La première de celles-ci est sans conteste le soutien catholique dont les rexistes ont pu bénéficier. Jusqu’à la rupture avec le parti catholique, mi-février 1936, Rex-Verviers avait pu bénéficier des infrastructures de l’Association Catholique pour tenir ses permanences, organiser la distribution de sa presse et donner des conférences. Le Courrier du Soir, organe du parti catholique, avait également, dès 1933, soutenu les rexistes en faisant la promotion des meetings et autres activités rexistes et lancé des appels « à tous les bons catholiques » pour qu’ils se rendent aux conférences tenues par Degrelle et ses sympathisants verviétois. Ce soutien s’explique notamment par le fait que le premier noyau des rexistes est issu de la Jeune Garde Catholique de Verviers. Jusqu’en 1936, il était parfaitement compatible d’être rexiste et membre du parti catholique. De nombreux cadres de la J.G.C. tels qu’Albert Zegels, Henri Horward ou Joseph Noll rejoindront par la suite les rangs de Rex-Verviers.
Initialement constitué comme un mouvement de jeunes, à Verviers, Rex est toutefois parvenu à attirer sur ses listes de grandes figures issues du monde catholique telles que le Docteur Charles Hénault, Jean Lekeux, qui attirent un électorat catholique et bénéficient de leur statut d’ancien combattant.
Docteur Charles Hénault En outre, lors de la campagne électorale, en plus de disposer du Pays Réel, organe national du mouvement, les rexistes verviétois parviennent à publier un hebdomadaire de campagne à leur nom : Rex-Verviers.
Mais la principale raison de ce succès à Verviers doit probablement être due au dynamisme et à l’activité débordante que les rexistes vont déployer dans l’arrondissement. En effet, plus de 30 meetings rexistes seront tenus dans l’arrondissement, à partir de 1935. Le ton nouveau, le culot, la volonté de dépoussiérer le monde catholique, la dénonciation de scandales financiers et le pouvoir d’attraction de Degrelle sont autant d’éléments qui ont pu entrainer un enthousiasme parmi la population.
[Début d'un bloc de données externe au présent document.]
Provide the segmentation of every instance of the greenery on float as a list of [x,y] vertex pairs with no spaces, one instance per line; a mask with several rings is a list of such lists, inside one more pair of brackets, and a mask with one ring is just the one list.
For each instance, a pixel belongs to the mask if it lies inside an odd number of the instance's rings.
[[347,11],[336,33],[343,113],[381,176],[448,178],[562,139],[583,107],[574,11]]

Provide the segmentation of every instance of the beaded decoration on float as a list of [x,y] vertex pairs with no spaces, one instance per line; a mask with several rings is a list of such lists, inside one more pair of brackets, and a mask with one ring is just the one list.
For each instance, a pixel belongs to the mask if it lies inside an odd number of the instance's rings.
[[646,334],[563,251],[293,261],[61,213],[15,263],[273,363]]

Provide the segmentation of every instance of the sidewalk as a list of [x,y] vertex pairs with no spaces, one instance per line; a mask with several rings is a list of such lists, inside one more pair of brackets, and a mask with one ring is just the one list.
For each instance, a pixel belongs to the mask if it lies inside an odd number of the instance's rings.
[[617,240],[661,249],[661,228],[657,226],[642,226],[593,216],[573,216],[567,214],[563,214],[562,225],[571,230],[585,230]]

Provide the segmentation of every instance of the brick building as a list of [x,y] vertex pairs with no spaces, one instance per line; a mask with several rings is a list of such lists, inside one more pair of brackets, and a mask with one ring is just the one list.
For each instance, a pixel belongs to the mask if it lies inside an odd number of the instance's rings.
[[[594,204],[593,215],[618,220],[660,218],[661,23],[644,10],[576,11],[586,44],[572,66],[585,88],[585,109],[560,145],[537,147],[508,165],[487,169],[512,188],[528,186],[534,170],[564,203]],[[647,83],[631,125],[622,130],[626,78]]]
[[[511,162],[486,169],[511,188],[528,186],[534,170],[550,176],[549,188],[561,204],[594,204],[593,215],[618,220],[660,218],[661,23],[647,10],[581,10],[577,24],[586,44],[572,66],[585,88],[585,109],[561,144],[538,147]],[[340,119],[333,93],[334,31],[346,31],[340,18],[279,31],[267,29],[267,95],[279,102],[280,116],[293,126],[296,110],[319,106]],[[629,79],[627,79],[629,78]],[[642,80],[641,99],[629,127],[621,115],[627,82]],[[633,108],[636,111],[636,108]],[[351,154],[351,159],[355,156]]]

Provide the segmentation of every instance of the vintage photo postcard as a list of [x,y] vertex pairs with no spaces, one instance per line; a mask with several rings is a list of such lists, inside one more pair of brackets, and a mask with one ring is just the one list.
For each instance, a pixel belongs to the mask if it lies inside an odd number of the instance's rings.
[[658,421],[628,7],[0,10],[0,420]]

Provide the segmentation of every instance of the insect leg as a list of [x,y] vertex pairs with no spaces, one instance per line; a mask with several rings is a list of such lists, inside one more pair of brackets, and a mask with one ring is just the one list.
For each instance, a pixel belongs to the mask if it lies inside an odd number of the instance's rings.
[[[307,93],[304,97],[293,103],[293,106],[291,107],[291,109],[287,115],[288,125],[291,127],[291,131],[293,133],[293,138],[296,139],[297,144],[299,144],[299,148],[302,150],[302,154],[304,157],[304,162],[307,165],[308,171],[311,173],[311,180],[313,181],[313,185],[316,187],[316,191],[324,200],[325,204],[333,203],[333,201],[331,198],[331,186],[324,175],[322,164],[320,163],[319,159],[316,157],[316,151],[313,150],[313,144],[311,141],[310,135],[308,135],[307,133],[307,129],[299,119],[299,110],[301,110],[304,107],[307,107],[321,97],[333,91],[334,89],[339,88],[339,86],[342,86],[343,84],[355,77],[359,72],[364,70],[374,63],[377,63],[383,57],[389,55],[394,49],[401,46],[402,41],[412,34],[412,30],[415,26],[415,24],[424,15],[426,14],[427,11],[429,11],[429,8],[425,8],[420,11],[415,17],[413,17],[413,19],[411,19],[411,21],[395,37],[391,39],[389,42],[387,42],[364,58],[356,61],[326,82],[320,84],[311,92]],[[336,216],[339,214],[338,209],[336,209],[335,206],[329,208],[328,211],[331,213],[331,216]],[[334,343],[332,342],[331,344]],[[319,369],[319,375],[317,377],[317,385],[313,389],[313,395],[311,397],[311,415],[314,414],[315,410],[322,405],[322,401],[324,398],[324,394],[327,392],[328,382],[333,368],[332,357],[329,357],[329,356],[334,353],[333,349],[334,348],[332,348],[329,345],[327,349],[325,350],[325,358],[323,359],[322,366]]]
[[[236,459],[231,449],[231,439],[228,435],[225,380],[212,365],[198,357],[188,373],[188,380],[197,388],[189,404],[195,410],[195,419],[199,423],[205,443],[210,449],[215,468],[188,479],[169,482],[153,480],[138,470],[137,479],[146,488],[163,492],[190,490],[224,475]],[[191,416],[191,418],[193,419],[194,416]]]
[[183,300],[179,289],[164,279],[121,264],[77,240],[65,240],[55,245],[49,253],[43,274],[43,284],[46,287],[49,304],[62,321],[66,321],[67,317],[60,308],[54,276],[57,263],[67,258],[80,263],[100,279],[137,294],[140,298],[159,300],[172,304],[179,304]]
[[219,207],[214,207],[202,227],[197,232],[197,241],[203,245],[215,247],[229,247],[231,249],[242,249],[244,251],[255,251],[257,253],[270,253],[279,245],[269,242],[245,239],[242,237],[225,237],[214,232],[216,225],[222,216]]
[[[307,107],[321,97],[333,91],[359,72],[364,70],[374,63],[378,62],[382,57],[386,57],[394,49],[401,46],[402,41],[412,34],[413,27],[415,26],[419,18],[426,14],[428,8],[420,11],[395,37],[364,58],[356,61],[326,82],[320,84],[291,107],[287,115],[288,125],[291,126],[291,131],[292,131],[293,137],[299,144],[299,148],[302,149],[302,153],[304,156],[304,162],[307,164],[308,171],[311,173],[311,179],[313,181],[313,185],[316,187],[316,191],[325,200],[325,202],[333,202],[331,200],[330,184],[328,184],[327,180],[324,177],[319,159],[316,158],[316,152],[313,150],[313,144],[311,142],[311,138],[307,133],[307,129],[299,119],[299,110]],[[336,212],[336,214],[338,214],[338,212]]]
Pour illustrer ce ton nouveau et la violence avec laquelle la campagne électorale fut menée, citons cet exemple :
Dans ses colonnes, Rex-Verviers répondra aux feuilles de propagandes catholiques et socialistes qui lui sont opposées : « Rex vaincra, Judex crèvera et anti-Rex s’en ira terminer sa carrière dans l’endroit même où il puisait ses matières ».
Pour clôturer la campagne électorale, le 18 mai 1936 se tient une des plus grosses manifestations de l’existence de Rex-Verviers, à tel point que l’immense hall du palais du Rossignol n’est pas assez grand pour accueillir tout le public, composé en partie de curieux. Vers 20h30, Georges Leloup (membre du comité financier de Rex-Verviers) annonce l’ouverture du meeting et lance le chant de « Rex vaincra » sur l’air de « La Madelon ». Après avoir provoqué des perturbations, les communistes se retirent sous la menace et organisent un meeting à l’extérieur de la salle. Jean Lekeux tient ensuite un discours critiquant le parti catholique, Le Courrier du Soir et Van Zeeland, grand-prêtre de la dévaluation. Horward lui succède ensuite pour accuser le parti catholique d’être l’ennemi le plus acharné et le plus déloyal de Rex : « il n’est plus qu’un cadavre ». Il rassure également les auditeurs : « Nous ne prendrons le pouvoir que lorsque vous nous l’aurez donné ». Enfin, et sans grande surprise, Léon Degrelle, arrivé en retard suite aux nombreux meetings donnés précédemment, prend la parole pour vociférer contre l’hypercapitalisme et les concentrations d’entreprises. Il ponctue son intervention par l’affirmation que « Rex n’est pas une affaire cléricale et jamais il ne passerait à aucun parti. Nous sommes le parti du peuple et rien que cela ! Rex vaincra ! ». Le Pays Réel commente le meeting en ces termes : « Tout Verviers était là, pathétique, inoubliable ; acclamations unanimes et sans fin. Léon Degrelle en une heure et demie de meeting avait retourné et transporté cet immense auditoire ».
Après les élections, entre 1936 et 1940, Rex va souffrir de la fascisation du mouvement, d’une presse trop provocatrice et de nombreuses crises internes. En dépit de cela, lors des élections législatives de 1939, alors que Rex n’obtient plus que 4 élus sur l’ensemble du pays, contre 33 en 1936, l’arrondissement de Verviers parvient à conserver un élu en la personne d’Henri Horward.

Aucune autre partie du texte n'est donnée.